Bir de bu türde verilen eserlerin seri kitap haline gelmesi kolaydır. Birçok polisiye kitabın kahramanı sevilince zaten hayattan beslenen konularla son derece dinamik bir alanda hareket edebilenyazarın kitapları kısa sürede aynı kahramanların başka maceraları ile devam eder.  Yayıncıları da memnun eden bu hızlı tüketime paralel hızlı üretim döngüsü işler. Bu süreçte yazarlar okurların görüşleri ile beslenir, güncel olaylardan da yola çıkarak diğer türlerde yazanlardan daha hızlı yol alır.

Toplu yaşamanın getirisi olan kurallar ve bunların yıkımı halinde verilen cezalar insanların sürekli gündeminde olan konulardır. Bu nedenle topluma en yakın edebiyat türü olan polisiyeye okuru sahip çıkar. Ayrıca, insanın gizemi çözmeye olan merakı ile polisiyeler bugün hem edebi türler arasındaki yerini sağlamlaştırmış hem de satış listelerinde üst sıralarda kalmayı başarmıştır. Gördüğü talep,sinema ve televizyon yapımcılarının da ilgisini çekmiş, geniş kitlelerle buluşan yapımlar, kitap uyarlamaları sektörün devinimini hızlandırmıştır. Bugün bu diziler ve seri kitaplar, hızla değişen toplumun talepleri ile yeni soruların peşine düşse, misal artık katil değil de katletmenin nedenleri merak edilse de,polisiyeler bir çok okur için vazgeçilmezlerarasına girmiştir.
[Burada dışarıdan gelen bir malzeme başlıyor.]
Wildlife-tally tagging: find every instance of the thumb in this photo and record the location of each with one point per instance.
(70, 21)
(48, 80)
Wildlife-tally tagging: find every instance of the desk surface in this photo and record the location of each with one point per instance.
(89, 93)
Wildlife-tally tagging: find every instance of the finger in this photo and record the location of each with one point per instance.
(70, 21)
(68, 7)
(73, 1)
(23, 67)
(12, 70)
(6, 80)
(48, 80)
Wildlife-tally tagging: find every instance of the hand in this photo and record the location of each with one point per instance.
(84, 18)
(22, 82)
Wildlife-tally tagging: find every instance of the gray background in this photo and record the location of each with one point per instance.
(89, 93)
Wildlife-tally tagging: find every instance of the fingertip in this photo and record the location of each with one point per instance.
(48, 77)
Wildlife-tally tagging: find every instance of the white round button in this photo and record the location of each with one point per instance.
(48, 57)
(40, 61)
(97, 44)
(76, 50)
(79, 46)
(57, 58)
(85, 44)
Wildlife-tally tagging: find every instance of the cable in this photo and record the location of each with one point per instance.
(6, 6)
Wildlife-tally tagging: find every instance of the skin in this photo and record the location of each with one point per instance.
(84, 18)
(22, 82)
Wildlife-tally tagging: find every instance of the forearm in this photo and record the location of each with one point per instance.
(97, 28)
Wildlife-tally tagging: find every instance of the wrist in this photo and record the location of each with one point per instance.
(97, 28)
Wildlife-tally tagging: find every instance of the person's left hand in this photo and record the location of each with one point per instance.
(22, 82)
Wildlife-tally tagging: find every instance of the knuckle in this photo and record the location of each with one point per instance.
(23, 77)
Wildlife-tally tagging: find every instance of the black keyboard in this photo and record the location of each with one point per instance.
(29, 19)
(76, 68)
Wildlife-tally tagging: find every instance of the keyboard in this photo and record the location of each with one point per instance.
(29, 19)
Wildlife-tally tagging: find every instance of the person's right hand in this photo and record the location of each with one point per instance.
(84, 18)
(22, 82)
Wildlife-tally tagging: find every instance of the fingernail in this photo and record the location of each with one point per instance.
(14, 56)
Toplumsal düzenin garantörü olarak kurulan, vatandaşları için haklar ve ödevler belirleyen devlet, devamlılığını insanlar eliyle kullandığından yanılma payı yüksek organik bir yapıdır. Hatalarını çeşitli yollardan tazmin etse de,son derece hantal bir mekanizması vardır. Ancak vatandaşlar koruma, gözetme, haklarına riayet etme sözü karşılığında ihkak-ı hak, yani kendi hakkını bizzat alma gücünü devlete teslim etmişlerdir. Lakin devletin hantal yapısı suçun mağduru olan insanların fevri davranışlar sergilerken suç işlemelerine de sebep olabilir. Bu nedenle, herkes, her an,her hangi bir suçun faili ve mağduru olacak potansiyele sahiptir. Bu da insanlık var olduğu sürece polisiyeye ilginin devamını sağlayacaktır.
Polisiyenin gelişmesine en çok katkı sunan kahramanlar da özel dedektiflerdir. Emniyet mensuplarının görevlerini kötüye kullanarak çıkar sağlamaları sonucunda ortaya çıkan bu meslek, devletin yavaş işleyen soruşturma ve ceza mekanizmalarına, hızlıca delil sunup bir an önce sonuca varmalarını isteyen insanlarca tercih edilmiş, zamanla güçlenmiştir. Tabi ki, bunun sonucunda polisiyelerin kahramanları da gizemi çözmek için yollara düşen, bu yolculukta birbirinden ilginç bilgileri elde edip bunları ustaca birleştirerek yapbozu tamamlayan özel dedektifler ve kötü polisi kıskıvrak yakalayan iyi polisler olmuştur.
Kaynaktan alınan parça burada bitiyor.